Als we de Britse, maar ook zeker Nederlandse, intelligentsia moeten geloven, liever niet. Zo schreef Hans Goslinga voor Trouw de Wikipedia-pagina over van een Belangrijke Filosoof Met Franse Naam om een inherent anti-democratische stelling in te nemen, namelijk dat een referendum never-nooit goed kan zijn aangezien het volk (lees: paupers) nooit het laatste woord mag hebben. Niet heel verbazingwekkend voor Guizot, die graag alleen had dat mensen van bepaalde stand en/of educatie afgevaardigden kozen. Wel verbazingwekkend als 1-op-1 argument voor een liberale constitutionele democratie zoals wij die vandaag de dag kennen. Desalniettemin moet iedereen erkennen dat een directe democratie feitelijk neerkomt op de tirannie van de meerderheid, maar het argument hier stoppen getuigt van intense intellectuele luiheid en lethargie. Er zit namelijk nog een levensgroot verschil tussen een algehele directe democratie en een incidentele volksraadpleging in de vorm van een raadgevend referendum.

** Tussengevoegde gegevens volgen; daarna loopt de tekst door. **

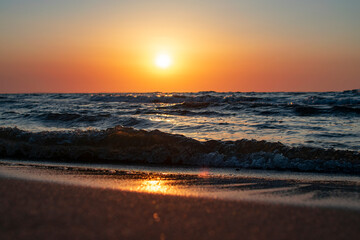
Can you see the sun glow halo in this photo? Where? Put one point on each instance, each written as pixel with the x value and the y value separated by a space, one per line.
pixel 163 60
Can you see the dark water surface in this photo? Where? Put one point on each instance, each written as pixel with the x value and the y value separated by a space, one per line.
pixel 309 131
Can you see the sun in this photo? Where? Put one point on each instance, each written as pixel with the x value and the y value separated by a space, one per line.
pixel 163 60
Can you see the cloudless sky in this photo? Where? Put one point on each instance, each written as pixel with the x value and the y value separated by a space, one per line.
pixel 229 45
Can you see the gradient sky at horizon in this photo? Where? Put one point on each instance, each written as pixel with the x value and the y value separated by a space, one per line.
pixel 233 45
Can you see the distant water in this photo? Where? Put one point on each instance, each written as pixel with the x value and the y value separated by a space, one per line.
pixel 327 124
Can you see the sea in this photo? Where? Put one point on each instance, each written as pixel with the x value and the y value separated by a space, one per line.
pixel 291 131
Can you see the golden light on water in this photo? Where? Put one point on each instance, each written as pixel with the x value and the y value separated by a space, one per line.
pixel 154 186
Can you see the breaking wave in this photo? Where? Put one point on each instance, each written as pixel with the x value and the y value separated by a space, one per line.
pixel 128 145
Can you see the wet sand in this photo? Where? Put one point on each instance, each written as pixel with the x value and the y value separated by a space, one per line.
pixel 44 210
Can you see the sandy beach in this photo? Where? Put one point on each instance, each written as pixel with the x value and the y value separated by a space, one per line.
pixel 44 210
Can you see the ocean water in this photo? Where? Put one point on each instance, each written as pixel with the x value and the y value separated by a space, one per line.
pixel 302 131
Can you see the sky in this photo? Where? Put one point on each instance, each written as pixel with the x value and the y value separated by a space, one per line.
pixel 228 45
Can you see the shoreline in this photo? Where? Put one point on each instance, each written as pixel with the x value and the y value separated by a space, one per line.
pixel 44 210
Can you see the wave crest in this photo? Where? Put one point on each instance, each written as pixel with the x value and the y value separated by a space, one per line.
pixel 128 145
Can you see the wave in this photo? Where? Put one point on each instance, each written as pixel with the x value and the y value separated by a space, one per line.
pixel 128 145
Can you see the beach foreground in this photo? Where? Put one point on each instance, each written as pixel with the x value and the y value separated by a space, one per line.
pixel 45 210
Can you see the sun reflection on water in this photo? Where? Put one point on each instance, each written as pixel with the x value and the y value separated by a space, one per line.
pixel 154 186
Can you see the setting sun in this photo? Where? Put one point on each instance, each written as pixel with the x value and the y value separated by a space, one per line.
pixel 163 60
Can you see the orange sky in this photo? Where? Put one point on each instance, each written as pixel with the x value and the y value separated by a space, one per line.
pixel 107 46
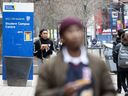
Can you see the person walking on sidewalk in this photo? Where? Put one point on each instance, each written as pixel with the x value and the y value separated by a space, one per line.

Het ‘ja maar vertegenwoordigende democratie’- argument is tenslotte maar de helft van het democratische verhaal. Ja, een representatieve democratie is noodzakelijk om ook minderheidsstemmen een plek te geven. Ja, een representatieve democratie zorgt dat elke stem, en niet alleen de luidste stem, wordt gehoord. Maar nee: dit is niet waar het eindigt. Het is namelijk een two way street. Het is de plicht van volksvertegenwoordigers om behoedzaam om te gaan met de macht die wij burgers aan hen toebedelen. Wanneer zij niet langer handelen in het belang van de burger, plegen volksvertegenwoordigers feitelijk ‘contractbreuk’. Stapel enkele regeringen van non-responsieve politici op elkaar en we krijgen ook in Nederland een aardig lijstje van borrelende burgerlijke onvrede.

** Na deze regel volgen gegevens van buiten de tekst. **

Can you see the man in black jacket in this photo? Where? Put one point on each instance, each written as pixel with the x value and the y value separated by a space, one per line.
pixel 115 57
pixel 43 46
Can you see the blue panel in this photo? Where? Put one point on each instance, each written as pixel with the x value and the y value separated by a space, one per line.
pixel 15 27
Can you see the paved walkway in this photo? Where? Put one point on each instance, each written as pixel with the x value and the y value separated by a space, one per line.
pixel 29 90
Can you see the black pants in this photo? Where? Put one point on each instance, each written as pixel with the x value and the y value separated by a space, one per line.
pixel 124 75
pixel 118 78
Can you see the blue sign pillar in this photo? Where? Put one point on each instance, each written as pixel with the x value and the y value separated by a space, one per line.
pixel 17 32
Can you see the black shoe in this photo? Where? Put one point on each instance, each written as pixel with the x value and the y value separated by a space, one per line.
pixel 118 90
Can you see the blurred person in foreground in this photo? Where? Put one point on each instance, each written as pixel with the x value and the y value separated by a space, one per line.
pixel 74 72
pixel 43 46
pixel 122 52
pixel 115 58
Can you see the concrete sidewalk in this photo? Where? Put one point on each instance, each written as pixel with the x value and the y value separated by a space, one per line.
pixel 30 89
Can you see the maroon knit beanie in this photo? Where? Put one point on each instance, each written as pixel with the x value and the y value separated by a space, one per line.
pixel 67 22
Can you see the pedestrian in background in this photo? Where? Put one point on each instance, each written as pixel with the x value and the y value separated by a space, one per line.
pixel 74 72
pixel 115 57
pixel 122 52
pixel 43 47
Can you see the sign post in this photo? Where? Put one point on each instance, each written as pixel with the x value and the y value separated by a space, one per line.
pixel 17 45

Zoals: verdrag op verdrag tekenen zonder dat burgers in de lidstaten hiertoe expliciet de wens toe hebben uitgebracht. Burgers laten opdraaien voor onverantwoordelijke bedrijfsrisico’s van banken, die hen nota bene in de jaren ervoor hypotheken hebben aangesmeerd waardoor het huis onder water staat. Geen billijk toezicht garanderen bij geprivatiseerde instellingen (zoals woningcorporaties en verzorgingstehuizen) waardoor bij reorganisaties trappen nooit van boven naar beneden worden schoongemaakt, met dik betaalde managers en onderbetaalde en overwerkt verzorgend personeel tot gevolg. Gokken met derivaten van gemeenschapsgeld. Afnemende kansen en minder sociale stijging voor lagere en middeninkomens: als je voor een dubbeltje bent geboren, ga je dus niet meer voor een kwartje dood.

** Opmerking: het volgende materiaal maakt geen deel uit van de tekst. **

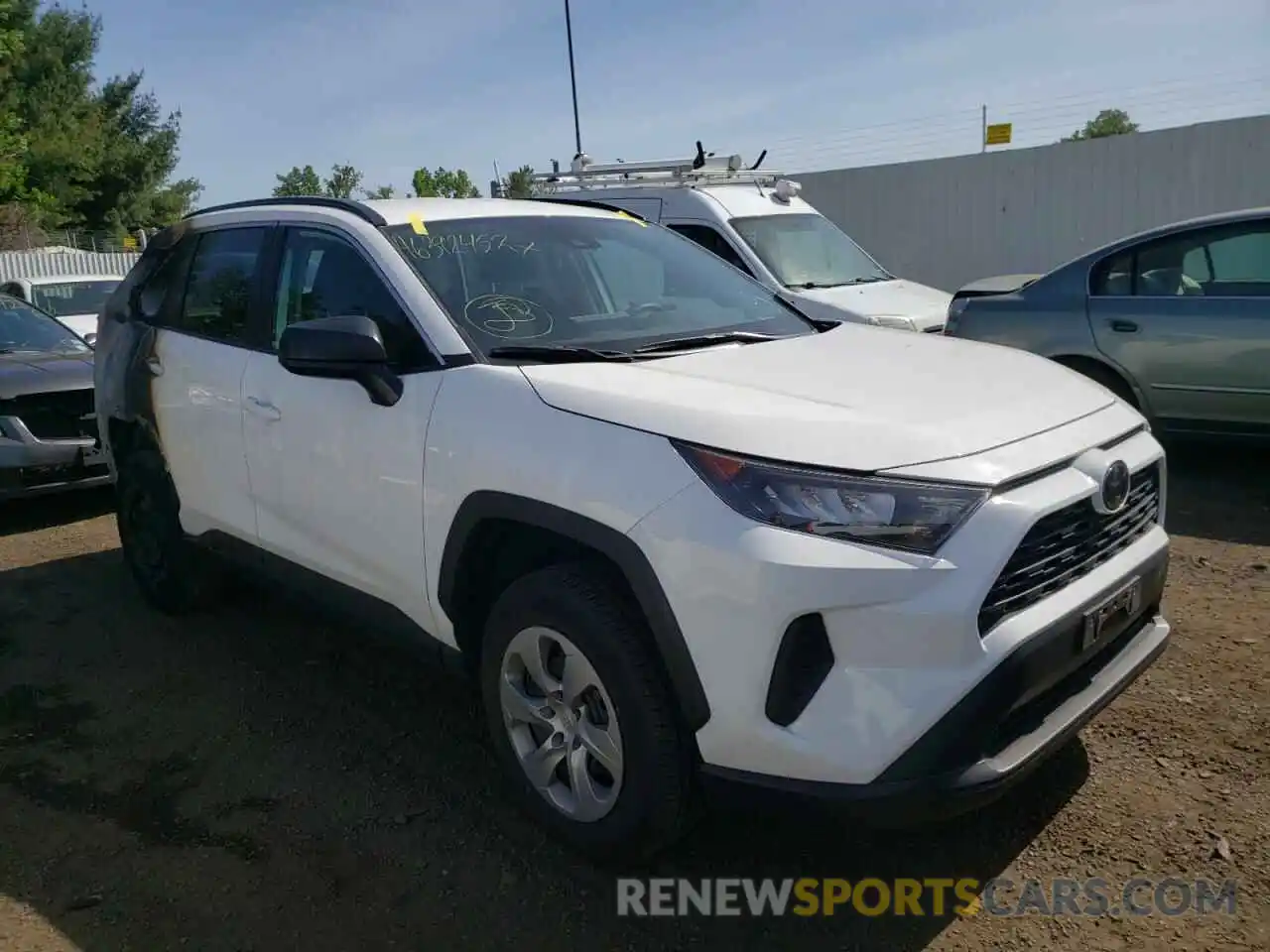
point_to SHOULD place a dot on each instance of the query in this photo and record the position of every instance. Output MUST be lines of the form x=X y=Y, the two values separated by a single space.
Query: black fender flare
x=619 y=547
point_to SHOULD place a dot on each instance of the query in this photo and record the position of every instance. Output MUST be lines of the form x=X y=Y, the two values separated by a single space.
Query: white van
x=75 y=299
x=757 y=222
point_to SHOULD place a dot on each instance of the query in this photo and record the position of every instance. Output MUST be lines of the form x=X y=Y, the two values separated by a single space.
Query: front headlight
x=892 y=320
x=906 y=515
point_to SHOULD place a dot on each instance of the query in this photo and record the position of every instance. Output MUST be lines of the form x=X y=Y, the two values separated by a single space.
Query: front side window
x=711 y=240
x=218 y=290
x=1222 y=262
x=23 y=330
x=324 y=276
x=72 y=298
x=581 y=281
x=808 y=252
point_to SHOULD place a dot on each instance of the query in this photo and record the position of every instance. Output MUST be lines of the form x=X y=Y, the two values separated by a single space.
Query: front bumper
x=31 y=466
x=1001 y=731
x=913 y=696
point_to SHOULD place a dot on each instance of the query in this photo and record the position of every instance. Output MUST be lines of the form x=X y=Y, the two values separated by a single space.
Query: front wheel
x=173 y=575
x=580 y=719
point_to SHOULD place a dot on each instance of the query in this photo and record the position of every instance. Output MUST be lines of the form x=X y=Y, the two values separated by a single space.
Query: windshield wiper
x=815 y=285
x=730 y=336
x=561 y=353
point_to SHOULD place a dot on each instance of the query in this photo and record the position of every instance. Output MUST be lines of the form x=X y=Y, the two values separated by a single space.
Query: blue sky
x=390 y=85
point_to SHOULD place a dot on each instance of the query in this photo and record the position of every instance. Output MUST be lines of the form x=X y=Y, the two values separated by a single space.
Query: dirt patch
x=263 y=779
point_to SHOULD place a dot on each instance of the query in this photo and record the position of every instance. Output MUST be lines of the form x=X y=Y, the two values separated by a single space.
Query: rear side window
x=218 y=291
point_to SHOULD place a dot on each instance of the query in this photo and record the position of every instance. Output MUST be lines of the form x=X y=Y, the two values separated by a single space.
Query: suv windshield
x=23 y=329
x=562 y=281
x=72 y=296
x=808 y=252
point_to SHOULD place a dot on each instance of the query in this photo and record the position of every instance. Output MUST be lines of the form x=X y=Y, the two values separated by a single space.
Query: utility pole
x=572 y=79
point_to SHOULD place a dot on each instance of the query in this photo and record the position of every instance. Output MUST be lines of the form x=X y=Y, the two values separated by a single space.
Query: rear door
x=1189 y=317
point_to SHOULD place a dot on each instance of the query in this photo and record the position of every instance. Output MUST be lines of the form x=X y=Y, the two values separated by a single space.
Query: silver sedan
x=1175 y=320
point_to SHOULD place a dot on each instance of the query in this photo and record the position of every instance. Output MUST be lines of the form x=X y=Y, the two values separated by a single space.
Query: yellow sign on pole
x=998 y=134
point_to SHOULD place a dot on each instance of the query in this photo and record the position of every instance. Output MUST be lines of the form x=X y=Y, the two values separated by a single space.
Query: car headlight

Tenzij je de politiek ingaat, want dat blijkt in de praktijk leuk opstapje te zijn richting het bedrijfsleven (Hoi Neelie, ouwe beunhaas!) Homo’s zijn leuk en aardig 1x per jaar op een boot, maar zodra hun huizen worden bekogeld dan wordt ze gevraagd terug in de kast te kruipen omdat aangifte ‘gedoe’ geeft. While we are on the subject: politiepersoneel wat voor een hongerloontje à 1300 euro netto zichzelf dagelijks moet laten uitschelden en/of bespugen zijn racisten. Allemaal. Tegelijkertijd wordt er geen politiek antwoord gegeven op dossiers die er toe doen (Fyra, woningcorporaties, financieel stelsel), maar wordt alles weggemoffeld in parlementaire enquêtes. En zei daar iemand iets over een onderste steen?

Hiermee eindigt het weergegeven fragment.